When the beef is browned, remove it from the pot and set aside on a platter. Turn the heat down to medium and put the onions and garlic in the dutch oven or frying pan and cook, stirring occasionally until the onions have softened and some of them are slightly caramelized. Leave the onions and garlic in the dutch oven and place the roast on top of them. If you are using a roasting pan for this pot roast, place the onions and garlic in the bottom of the pan and put the roast on top of them.
Prepare the beef stock base by adding 1 tablespoon base to 1-1 1/2 cups of warm water. Mix to dissolve, then pour in pan around the roast. Put the carrots and potatoes on top of the roast and sprinkle them lightly with salt. Heat over medium heat to bring the liquid to a boil. Place the lid on the dutch oven and transfer it to the oven. Cook at 275-degrees for 3-3 1/2 hours. If you are using a baking/roasting pan, make sure that the lid fits securely. If your pan does not have a lid, cover with heavy aluminum foil and seal the edges tightly. For my old roasting pan, I had to seal it with foil and then put the lid on top of it, pressing the lid firmly against the foil.
Remove from oven and place on top of stove. Allow to sit undisturbed for about 10 minutes. Remove carrots and potatoes and put in serving bowls. Carefully remove roast and place on a platter. The beef should be so tender that it can be easily broken into chunks with a fork.
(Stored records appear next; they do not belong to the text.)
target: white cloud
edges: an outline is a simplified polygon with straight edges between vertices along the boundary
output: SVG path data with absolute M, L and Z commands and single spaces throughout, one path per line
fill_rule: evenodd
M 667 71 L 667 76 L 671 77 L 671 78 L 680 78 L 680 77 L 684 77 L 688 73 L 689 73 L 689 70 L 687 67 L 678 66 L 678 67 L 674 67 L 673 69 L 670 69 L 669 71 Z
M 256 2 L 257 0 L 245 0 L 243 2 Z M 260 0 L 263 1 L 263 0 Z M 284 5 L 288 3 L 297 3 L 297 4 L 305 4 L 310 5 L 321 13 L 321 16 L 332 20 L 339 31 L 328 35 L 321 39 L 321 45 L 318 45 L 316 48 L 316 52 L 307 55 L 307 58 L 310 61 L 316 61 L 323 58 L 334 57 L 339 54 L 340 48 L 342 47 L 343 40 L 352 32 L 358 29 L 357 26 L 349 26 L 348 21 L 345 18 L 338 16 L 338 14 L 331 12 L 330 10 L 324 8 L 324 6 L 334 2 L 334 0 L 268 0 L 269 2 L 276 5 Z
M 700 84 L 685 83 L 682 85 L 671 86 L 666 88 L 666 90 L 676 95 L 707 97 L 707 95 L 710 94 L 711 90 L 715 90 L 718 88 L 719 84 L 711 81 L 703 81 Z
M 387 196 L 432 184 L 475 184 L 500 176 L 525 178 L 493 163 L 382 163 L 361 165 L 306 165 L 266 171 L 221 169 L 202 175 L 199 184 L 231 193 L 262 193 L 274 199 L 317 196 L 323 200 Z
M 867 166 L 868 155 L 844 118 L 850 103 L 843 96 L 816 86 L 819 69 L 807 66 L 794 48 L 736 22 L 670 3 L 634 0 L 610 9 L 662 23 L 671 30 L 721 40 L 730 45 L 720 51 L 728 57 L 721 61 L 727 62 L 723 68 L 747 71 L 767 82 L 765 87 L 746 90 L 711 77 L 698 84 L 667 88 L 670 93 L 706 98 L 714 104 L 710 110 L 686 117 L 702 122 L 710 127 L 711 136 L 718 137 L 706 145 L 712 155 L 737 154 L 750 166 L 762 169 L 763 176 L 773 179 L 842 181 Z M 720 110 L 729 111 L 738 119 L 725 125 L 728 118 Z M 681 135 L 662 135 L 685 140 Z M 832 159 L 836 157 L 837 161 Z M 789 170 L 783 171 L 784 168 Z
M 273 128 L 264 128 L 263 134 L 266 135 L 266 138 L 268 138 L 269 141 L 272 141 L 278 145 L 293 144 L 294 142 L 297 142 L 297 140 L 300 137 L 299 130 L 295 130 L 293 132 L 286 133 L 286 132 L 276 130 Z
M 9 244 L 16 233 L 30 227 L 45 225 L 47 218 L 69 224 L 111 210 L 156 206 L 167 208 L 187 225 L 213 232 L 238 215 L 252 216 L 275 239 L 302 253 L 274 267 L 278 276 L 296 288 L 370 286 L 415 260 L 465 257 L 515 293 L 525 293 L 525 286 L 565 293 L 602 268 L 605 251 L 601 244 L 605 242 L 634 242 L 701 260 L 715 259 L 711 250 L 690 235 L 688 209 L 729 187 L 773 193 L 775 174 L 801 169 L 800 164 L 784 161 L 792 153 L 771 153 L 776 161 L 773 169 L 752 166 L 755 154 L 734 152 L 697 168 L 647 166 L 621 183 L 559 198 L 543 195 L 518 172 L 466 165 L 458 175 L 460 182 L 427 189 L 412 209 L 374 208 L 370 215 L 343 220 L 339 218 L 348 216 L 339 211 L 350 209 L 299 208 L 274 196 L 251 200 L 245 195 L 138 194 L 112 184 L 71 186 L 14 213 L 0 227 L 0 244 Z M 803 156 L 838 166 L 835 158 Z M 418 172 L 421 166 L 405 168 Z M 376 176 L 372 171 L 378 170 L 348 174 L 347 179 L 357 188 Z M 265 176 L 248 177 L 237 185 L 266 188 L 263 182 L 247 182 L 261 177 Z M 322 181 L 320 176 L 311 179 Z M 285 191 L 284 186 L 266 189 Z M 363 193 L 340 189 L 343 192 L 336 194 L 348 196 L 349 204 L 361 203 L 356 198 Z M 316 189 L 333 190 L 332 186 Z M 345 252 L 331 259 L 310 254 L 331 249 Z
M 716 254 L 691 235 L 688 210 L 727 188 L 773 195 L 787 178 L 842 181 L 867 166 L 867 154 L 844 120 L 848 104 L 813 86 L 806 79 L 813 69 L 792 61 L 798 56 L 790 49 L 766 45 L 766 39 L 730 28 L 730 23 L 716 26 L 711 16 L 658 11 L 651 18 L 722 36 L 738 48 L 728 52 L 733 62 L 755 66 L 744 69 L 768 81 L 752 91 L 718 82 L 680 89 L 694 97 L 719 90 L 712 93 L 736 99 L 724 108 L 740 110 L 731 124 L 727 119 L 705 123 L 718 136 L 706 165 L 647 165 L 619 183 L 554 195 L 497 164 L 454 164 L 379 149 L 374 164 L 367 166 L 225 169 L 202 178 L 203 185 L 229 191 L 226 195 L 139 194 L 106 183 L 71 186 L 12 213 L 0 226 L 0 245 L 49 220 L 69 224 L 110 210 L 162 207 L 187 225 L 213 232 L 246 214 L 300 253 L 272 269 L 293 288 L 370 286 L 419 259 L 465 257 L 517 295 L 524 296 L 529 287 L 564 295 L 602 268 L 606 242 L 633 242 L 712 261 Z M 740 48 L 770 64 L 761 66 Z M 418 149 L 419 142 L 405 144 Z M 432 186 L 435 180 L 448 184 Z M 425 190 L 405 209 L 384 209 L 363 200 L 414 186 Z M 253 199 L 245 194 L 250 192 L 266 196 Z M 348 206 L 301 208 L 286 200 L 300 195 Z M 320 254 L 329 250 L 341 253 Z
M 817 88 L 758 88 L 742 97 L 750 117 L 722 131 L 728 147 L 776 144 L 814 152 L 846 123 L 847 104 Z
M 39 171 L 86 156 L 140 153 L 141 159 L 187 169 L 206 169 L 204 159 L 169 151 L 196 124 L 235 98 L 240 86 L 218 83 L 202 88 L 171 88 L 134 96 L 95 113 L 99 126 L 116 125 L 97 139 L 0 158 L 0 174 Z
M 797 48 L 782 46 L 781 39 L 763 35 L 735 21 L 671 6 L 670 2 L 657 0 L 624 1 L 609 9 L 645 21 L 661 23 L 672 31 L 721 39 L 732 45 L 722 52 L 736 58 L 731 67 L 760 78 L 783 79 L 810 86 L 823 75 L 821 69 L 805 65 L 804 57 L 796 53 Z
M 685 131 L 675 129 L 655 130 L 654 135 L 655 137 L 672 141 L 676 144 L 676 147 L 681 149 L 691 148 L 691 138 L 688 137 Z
Make a gravy out of the liquid and well-cooked, diced onions remaining in the pan. The onions and bits of garlic will become a part of the gravy. For the gravy, I wanted more gravy than would have been available with just the left over cooking juices. So, I mixed 1 tablespoon of beef base with 2 cups of water, then added about 2 tablespoons of white flour while mixing quickly with a fork until smooth. I then continued with the following instructions.
Place the dutch oven on a stove burner set to medium heat. Bring the juices to a simmer. Pour in the beef base/water/flour mixture and stir until smooth. Bring ingredients back to a simmer, cooking and stirring until thickened. If too thick, add a little more water. If too thin, mix a little more flour in some water and add to the gravy in the pan to thicken. Pour into serving dish.
Break up the beef into serving sizes. Ring the dinner bell. Say grace and be sure to thank Heavenly Father for all of your many blessings.